In the test, the properties of different batches of the same brand of cellulose ether are quite different. In the mortar consistency test with 0.6% cellulose ether in cement, different batches of cellulose ether can change the consistency of the mortar with the same proportion by more than 12mm. On the one hand, this kind of quality fluctuation may be due to the manufacturer's intentional adjustment of the formula, but did not notify the user; on the other hand, it may be a problem in production quality control. For the majority of cellulose ether users, no matter what the reason is, pre-testing before and after purchase is still essential. Among the quality indicators of cellulose ether, the most commonly used ones are viscosity and fineness. Measuring the viscosity of cellulose ether is not an easy task. First, because most of the cellulose ether used in cement-based materials is instant-soluble, it is easy to agglomerate when preparing an aqueous solution, resulting in slow dissolution; secondly, a viscometer and a viscometer are required. A constant temperature device can accurately determine its standard viscosity; therefore, many small and medium-sized enterprises that use cellulose ether have no way to carry out incoming inspection of cellulose ether. In addition, the fineness will affect the dissolution rate of cellulose ether, which will also affect the viscosity development of the solution. The smaller the fineness, the faster the cellulose ether dissolves, and the aforementioned differences between different batches of cellulose ether include the difference in fineness. It is relatively easy to monitor fineness, and it is recommended that all application companies should conduct testing.

3. Summary

With the development of dry-mixed mortar, cellulose ether has become an important cement mortar admixture. However, there are many varieties and specifications of cellulose ether, and the quality between batches still fluctuates.
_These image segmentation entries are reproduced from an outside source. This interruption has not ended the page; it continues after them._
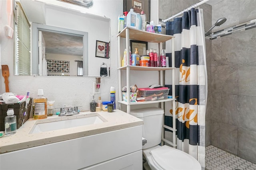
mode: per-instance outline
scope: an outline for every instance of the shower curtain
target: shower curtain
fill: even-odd
[[[175,83],[176,106],[173,108],[170,102],[166,105],[165,124],[172,127],[174,110],[177,148],[192,156],[204,167],[207,74],[203,18],[202,10],[193,8],[182,17],[166,23],[166,34],[175,37],[175,74],[179,80],[172,83]],[[166,42],[166,56],[170,57],[171,41]],[[172,135],[170,132],[165,129],[166,138]]]
[[[84,75],[84,66],[83,61],[76,61],[77,62],[77,76],[83,76]]]

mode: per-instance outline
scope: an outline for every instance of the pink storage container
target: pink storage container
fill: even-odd
[[[167,99],[170,89],[167,87],[138,88],[137,97],[145,98],[146,101]]]

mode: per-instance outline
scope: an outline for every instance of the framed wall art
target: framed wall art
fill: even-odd
[[[109,58],[109,43],[96,40],[95,57],[108,59]]]
[[[69,61],[46,60],[47,72],[62,73],[69,73]]]
[[[150,0],[123,0],[124,12],[129,12],[130,10],[133,9],[134,12],[140,14],[144,11],[147,18],[147,23],[150,21]]]
[[[130,40],[130,47],[132,54],[135,52],[135,48],[138,48],[140,55],[145,55],[148,49],[148,42]]]

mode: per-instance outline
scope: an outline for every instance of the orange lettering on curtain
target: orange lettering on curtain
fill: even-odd
[[[190,103],[191,102],[194,102],[194,104],[192,104],[192,102]],[[194,98],[192,99],[190,99],[189,100],[189,104],[192,105],[197,105],[197,99],[196,98]]]
[[[189,68],[186,71],[186,70],[183,70],[182,67],[183,66],[183,64],[185,63],[185,60],[182,59],[182,64],[181,64],[180,66],[180,72],[181,73],[181,80],[180,80],[180,82],[181,82],[182,81],[185,80],[186,82],[188,82],[190,81],[190,80],[188,80],[189,75],[190,74],[190,68]],[[184,77],[185,76],[185,77]]]

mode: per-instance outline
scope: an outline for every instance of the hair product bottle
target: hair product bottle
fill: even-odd
[[[110,102],[114,104],[114,109],[116,109],[116,88],[110,87]]]
[[[35,112],[33,117],[34,119],[47,118],[47,99],[44,97],[43,89],[38,89],[38,97],[34,100]]]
When using it, it is necessary to pay attention to: (1) The performance characteristics of modified mortar are closely related to the viscosity development of cellulose ether, although the nominal For products with high viscosity, the final viscosity is relatively large, but due to the slow dissolution, it takes a long time to obtain the final viscosity; in addition, the cellulose ether with coarse particles takes a long time to obtain the final viscosity, so it is not Products with higher viscosity are bound to have better working characteristics. (2) Due to the limitation of the degree of polymerization of cellulose ether raw materials, the maximum viscosity of cellulose ether is also limited. (3) It is necessary to check the purchase, production process and factory inspection to avoid quality fluctuations.